Dosa (1 Piece) and Dal Yellow (Hommade) (1 Serving)
Dinner
159 mg/dL
Usually causes a large spike
Avg. Food Score on Ultrahuman App
Ultrahuman Users got an UNSTABLE response
How to consume dosa, dal yellow without glucose spikes
Pair with Protein
Add a source of protein to your meal, such as grilled chicken, tofu, or a boiled egg, to slow down the absorption of glucose.
Include Healthy Fats
Incorporate healthy fats like avocado, nuts, or seeds. These can help moderate blood sugar levels.
Increase Fiber Intake
Add vegetables like spinach, broccoli, or cauliflower to your meal. These high-fiber vegetables can help slow down the spike in blood sugar.
Portion Control
Be mindful of your portion sizes. Eating smaller amounts can help prevent large glucose spikes.
Pre-Meal Snack
Consider having a small, fiber-rich snack, such as an apple or a handful of almonds, 30 minutes before your meal to help stabilize blood sugar levels.
Hydration
Drink plenty of water throughout your meal. Staying hydrated can help your body manage blood sugar more effectively.
Slow Eating Pace
Eat slowly and chew your food thoroughly. This can help your body better process and manage the glucose from your meal.
Post-Meal Activity
Engage in light physical activity, such as a 15-minute walk, after eating.

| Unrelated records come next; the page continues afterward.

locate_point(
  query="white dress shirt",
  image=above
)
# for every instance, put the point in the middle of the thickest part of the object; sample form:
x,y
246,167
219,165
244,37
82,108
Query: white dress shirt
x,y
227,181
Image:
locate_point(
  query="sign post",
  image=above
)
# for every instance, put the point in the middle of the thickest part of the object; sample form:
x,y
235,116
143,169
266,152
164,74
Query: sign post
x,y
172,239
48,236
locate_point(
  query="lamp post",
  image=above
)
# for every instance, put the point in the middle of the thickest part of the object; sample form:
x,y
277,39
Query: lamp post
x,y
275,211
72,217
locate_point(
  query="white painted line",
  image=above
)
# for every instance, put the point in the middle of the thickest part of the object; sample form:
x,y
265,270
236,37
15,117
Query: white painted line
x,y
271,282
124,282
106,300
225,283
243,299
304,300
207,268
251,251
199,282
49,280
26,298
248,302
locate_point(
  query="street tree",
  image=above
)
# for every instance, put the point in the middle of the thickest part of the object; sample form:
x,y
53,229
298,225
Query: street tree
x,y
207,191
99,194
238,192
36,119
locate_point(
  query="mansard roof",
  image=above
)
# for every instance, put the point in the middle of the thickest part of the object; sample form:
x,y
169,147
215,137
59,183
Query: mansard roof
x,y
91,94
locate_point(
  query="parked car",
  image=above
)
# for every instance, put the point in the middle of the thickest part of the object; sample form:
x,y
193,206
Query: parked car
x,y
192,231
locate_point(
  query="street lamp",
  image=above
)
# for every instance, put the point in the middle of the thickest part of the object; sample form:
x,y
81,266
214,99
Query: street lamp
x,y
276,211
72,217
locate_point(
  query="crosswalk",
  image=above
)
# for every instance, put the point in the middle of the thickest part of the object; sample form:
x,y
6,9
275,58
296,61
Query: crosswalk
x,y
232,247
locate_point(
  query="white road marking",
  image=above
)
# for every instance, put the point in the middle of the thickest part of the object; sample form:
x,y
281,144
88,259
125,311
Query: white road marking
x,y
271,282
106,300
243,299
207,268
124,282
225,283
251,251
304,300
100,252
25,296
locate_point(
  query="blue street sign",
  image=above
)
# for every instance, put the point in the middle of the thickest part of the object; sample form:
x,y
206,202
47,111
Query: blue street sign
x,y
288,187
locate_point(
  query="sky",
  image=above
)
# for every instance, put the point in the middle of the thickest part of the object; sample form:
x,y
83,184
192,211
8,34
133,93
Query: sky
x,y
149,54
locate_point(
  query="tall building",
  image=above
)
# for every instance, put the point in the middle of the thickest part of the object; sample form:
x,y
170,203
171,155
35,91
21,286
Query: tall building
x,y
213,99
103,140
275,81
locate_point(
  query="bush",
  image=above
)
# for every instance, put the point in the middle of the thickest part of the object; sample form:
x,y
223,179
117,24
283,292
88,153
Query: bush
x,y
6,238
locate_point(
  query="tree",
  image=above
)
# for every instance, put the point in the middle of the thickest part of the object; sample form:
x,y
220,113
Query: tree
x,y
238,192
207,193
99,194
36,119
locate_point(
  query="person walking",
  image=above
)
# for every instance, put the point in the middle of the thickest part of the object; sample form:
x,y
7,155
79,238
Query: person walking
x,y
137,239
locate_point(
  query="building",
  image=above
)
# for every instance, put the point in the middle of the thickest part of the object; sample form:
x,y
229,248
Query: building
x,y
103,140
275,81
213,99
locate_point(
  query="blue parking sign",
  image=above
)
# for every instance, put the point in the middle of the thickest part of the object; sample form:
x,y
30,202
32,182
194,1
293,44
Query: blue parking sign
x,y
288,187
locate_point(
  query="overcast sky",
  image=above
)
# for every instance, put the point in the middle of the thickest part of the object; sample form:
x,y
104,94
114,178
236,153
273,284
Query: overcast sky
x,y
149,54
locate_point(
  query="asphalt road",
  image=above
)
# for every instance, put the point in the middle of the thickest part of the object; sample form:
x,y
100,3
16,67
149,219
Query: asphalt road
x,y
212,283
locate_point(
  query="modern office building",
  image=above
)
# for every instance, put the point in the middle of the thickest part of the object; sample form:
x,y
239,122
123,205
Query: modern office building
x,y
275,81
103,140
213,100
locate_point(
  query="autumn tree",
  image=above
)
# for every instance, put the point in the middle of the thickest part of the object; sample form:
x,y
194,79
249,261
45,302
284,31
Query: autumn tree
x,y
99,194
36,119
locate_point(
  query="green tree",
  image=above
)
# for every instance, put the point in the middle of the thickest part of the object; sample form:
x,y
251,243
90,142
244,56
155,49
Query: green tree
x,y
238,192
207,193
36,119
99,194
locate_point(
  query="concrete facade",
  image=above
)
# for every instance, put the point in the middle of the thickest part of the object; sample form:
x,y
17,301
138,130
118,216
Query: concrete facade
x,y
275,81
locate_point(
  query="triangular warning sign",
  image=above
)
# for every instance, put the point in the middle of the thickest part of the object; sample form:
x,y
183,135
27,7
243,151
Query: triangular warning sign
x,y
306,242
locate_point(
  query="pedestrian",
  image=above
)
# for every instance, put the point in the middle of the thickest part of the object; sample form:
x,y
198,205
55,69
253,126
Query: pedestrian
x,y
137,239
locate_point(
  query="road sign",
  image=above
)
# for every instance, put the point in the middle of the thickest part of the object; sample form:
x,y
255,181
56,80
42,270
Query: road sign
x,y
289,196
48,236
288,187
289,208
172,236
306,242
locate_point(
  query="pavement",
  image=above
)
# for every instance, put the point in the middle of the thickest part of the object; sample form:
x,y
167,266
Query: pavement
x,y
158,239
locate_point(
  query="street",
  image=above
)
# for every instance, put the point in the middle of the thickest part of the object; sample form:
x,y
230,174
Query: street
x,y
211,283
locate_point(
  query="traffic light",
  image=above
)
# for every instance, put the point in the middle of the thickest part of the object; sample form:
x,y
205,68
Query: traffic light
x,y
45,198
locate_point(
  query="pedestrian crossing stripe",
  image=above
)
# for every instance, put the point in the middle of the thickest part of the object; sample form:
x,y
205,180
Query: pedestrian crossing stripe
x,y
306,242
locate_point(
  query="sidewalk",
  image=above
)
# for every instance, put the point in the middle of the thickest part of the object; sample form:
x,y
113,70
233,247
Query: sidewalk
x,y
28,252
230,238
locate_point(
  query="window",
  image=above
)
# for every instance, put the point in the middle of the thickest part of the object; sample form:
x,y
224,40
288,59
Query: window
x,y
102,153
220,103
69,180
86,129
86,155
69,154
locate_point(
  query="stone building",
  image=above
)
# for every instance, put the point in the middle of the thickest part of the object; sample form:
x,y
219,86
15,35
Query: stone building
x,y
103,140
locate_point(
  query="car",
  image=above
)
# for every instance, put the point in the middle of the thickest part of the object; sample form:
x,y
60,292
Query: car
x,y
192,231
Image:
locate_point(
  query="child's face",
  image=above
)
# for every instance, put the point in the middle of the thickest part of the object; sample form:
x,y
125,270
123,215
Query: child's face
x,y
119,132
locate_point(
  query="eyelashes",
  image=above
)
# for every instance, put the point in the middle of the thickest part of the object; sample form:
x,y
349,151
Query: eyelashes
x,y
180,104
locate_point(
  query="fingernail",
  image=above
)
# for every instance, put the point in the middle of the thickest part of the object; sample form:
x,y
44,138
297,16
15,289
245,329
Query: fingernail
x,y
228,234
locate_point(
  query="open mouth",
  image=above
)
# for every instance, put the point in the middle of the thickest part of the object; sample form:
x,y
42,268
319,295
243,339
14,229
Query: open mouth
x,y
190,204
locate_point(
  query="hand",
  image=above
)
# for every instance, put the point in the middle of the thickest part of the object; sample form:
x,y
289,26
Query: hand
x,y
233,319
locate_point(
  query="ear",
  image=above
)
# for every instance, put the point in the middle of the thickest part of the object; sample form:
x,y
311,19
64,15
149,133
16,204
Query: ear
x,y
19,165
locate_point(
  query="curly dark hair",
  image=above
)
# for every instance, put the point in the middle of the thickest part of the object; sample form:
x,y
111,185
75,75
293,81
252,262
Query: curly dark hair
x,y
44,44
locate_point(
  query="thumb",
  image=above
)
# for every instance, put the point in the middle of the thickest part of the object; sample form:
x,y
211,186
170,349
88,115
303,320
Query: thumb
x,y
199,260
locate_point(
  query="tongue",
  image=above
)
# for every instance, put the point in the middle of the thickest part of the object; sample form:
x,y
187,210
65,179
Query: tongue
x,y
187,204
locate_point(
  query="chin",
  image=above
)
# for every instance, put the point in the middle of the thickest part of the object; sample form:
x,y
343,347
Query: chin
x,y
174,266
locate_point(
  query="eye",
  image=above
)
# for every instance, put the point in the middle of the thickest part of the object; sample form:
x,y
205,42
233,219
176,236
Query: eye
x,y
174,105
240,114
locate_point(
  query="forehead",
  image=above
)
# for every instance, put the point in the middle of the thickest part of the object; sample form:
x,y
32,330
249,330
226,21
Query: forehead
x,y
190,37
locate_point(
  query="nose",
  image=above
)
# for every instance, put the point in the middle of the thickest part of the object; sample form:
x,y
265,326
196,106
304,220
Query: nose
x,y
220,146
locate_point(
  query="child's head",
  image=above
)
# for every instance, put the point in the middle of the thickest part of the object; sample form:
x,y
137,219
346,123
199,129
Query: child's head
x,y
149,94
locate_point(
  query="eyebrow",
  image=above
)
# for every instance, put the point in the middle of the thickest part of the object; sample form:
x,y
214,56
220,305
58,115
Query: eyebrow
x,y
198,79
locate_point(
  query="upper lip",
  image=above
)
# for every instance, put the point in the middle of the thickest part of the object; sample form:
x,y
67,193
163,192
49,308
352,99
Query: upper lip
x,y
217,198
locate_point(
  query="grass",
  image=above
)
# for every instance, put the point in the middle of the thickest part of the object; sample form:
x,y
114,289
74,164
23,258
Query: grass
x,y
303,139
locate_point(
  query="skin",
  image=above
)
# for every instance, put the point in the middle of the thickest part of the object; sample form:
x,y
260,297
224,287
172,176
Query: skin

This can help your body use up some of the glucose and reduce the spike.
Balanced Meal Planning
When planning your meals, aim for a balanced plate that includes proteins, fats, and fibers along with your dosa and dal.
Monitor and Adjust
Keep track of your blood sugar levels regularly and adjust your food combinations and portion sizes based on what works best for maintaining stable glucose levels.